Banks tours Fairfield Avenue veterans’ shelter
U.S. Rep. Jim Banks toured the Richard Lugar Safe Haven for Veterans on Tuesday, hearing from officials and temporary residents at the homeless shelter.
A resident told Banks the shelter’s staff had “helped me out a lot.”
“I’m rebounding,” said the resident, a 59-year-old Army veteran who had lived in Evansville. “I’m working part time right now. I’m trying to get my home back.
“I’m just happy this place is here.... It’s my home,” he said.
Larcina Hicks told Banks that the Fairfield Avenue shelter “is the final place” keeping many homeless veterans out of jail -- or preventing them from dying.
Hicks is senior director of veterans services for Volunteers of America of Ohio and Indiana, a nonprofit, faith-based organization that operates the Lugar Safe Haven.
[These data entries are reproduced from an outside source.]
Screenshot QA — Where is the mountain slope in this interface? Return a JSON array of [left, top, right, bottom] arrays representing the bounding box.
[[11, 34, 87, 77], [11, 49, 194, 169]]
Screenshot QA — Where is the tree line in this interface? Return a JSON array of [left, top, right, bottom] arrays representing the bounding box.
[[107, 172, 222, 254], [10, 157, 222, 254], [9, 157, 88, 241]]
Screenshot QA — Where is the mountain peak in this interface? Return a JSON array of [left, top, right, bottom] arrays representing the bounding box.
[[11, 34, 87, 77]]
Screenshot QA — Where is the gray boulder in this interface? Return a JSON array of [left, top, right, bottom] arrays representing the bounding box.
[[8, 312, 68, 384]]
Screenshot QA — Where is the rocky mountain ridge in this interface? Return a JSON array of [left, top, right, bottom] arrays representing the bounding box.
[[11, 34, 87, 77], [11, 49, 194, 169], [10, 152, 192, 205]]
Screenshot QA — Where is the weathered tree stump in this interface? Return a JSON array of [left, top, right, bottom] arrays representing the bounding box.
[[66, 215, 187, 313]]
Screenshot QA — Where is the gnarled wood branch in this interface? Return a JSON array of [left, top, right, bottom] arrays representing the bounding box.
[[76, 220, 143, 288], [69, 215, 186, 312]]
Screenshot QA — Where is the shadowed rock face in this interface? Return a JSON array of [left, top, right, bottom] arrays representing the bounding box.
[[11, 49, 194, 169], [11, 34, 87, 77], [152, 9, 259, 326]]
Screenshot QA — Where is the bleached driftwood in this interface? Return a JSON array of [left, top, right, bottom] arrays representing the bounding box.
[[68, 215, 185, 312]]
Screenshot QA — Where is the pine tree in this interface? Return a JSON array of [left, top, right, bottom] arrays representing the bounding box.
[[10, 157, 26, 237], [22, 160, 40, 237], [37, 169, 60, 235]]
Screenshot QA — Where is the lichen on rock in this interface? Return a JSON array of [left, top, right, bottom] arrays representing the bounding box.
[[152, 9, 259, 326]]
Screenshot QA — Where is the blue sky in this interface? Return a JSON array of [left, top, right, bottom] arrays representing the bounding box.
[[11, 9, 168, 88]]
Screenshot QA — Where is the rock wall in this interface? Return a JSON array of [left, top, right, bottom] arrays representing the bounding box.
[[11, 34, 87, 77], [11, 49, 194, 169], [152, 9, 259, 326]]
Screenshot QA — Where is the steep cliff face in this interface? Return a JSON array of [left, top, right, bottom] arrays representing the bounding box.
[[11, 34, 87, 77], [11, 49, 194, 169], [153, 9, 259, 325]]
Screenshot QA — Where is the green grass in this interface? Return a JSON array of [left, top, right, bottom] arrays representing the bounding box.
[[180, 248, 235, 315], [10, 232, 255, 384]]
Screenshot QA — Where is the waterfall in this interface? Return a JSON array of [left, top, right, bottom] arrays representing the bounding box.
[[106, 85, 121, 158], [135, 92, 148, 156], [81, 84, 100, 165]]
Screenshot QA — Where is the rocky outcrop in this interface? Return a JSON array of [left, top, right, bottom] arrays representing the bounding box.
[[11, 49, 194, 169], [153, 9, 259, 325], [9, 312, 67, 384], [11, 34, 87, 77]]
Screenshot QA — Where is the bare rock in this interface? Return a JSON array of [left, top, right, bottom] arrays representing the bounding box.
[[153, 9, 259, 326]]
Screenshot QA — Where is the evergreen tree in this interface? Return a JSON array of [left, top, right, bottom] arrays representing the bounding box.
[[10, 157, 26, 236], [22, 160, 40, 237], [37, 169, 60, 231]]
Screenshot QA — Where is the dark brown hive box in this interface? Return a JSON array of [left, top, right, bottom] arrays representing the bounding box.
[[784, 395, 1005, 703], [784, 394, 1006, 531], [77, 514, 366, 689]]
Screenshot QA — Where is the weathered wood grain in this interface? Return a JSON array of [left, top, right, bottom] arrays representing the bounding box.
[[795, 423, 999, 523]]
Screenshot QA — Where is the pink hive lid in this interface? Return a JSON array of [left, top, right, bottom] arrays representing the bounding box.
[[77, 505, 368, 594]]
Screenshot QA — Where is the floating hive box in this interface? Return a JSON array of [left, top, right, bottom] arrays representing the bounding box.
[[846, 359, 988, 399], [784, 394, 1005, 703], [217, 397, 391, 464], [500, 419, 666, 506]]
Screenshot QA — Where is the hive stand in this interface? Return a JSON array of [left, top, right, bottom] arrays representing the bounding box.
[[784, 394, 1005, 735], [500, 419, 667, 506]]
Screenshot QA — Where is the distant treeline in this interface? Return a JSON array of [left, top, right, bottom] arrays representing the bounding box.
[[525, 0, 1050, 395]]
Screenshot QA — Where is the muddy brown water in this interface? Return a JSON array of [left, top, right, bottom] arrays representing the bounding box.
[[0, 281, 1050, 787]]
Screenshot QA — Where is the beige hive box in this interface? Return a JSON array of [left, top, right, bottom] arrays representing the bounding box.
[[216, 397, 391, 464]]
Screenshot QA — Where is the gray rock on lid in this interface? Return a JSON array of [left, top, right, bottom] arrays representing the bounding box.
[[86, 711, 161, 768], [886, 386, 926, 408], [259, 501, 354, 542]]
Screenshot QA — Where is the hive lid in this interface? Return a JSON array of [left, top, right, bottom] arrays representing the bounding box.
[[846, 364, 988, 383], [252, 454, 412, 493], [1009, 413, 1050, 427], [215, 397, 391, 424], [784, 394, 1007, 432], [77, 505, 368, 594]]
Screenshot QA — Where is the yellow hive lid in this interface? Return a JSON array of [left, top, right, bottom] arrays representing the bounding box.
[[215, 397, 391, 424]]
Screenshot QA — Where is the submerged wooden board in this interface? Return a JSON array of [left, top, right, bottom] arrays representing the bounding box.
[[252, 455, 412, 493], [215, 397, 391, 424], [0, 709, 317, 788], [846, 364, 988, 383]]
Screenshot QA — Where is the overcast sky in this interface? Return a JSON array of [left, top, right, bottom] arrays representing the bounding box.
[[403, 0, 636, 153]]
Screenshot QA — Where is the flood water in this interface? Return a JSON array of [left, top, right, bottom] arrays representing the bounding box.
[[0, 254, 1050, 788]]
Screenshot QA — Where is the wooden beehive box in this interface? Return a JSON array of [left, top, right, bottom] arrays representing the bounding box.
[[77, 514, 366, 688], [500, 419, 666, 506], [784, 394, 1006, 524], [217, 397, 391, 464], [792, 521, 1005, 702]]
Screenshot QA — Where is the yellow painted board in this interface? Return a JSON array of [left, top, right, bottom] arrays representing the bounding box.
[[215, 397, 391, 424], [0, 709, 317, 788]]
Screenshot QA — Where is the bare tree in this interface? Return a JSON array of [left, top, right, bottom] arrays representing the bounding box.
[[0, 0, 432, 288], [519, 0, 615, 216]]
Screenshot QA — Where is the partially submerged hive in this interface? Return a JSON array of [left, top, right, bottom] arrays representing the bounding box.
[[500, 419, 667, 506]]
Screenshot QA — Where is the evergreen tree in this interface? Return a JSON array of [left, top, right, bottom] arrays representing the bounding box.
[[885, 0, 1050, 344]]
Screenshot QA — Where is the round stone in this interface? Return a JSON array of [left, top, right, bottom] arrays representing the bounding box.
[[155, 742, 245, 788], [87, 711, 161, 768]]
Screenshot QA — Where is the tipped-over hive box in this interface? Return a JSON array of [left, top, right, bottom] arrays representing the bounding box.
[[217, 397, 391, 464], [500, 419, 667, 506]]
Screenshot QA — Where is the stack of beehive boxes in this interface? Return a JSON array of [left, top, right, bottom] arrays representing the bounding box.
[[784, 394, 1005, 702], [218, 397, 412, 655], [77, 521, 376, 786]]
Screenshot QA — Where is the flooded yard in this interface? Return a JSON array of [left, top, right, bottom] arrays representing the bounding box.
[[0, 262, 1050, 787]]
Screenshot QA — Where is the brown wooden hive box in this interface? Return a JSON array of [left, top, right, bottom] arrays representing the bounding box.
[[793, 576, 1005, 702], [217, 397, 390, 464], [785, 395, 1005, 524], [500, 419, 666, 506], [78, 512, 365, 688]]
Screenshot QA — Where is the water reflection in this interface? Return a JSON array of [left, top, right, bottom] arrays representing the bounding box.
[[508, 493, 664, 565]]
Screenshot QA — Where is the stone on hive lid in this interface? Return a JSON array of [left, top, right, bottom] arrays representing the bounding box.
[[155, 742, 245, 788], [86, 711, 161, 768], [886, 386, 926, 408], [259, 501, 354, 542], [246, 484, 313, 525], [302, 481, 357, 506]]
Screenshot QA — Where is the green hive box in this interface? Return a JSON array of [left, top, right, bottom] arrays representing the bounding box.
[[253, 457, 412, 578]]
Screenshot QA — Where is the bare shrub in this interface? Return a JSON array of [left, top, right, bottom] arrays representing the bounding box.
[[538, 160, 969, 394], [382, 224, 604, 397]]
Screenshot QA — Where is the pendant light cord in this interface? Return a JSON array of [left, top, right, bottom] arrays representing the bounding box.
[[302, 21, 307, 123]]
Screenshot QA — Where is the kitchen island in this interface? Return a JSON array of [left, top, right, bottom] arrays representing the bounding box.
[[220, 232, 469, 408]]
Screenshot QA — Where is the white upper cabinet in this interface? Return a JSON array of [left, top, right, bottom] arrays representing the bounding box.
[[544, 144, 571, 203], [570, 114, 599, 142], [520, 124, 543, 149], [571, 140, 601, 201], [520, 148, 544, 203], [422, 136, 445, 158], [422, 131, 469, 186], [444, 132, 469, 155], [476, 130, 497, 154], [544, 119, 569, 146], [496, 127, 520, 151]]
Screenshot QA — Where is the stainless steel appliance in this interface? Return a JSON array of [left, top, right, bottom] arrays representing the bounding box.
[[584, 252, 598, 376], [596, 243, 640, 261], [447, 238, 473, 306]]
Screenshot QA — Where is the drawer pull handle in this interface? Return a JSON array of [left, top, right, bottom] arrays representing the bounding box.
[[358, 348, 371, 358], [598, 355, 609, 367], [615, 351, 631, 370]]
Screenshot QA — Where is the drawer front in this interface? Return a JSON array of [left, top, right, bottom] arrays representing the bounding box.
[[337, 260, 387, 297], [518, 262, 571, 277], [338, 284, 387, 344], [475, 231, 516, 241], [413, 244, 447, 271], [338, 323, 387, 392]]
“The goal is to get that permanent housing,” she said.
Named for former U.S. Sen. Richard Lugar of Indianapolis, the shelter can house 25 homeless veterans who each can stay for up to six months. Drug use, sexual activities and violence are prohibited at the site, Hicks said.
The staff’s focus is on showing residents “this is what health can look like, this is what stability can look like,” said Amy Sczerbowicz, social work supervisor for the Department of Veterans Affairs, which provides funding for the Lugar Safe Haven.
Hicks said the shelter needs more money and space so it can house a greater number of female veterans. It currently has space for two female residents.
Kathleen Atkins, vice president of program operations for Volunteers of America of Ohio and Indiana, said female veterans “like to be around each other because they have common issues and they just can be of support to each other.”
At one time during his tour, Banks, a Navy Reserve officer and a member of the House Veterans’ Affairs Committee, told staff, “We want to be supportive of what you do.”
He later shared his impressions with reporters.
“Listening to some of the stories of the residents who are here, what they’ve been through and what this facility has brought to them, is an incredible testament to the work that’s being done here,” Banks said.
“It takes money, and I’m well award of that,” he said, responding to a question about funding needs.
Banks said he will continue to talk with shelter officials “about ways that I can support what is being done here on the Veterans’ Affairs Committee.”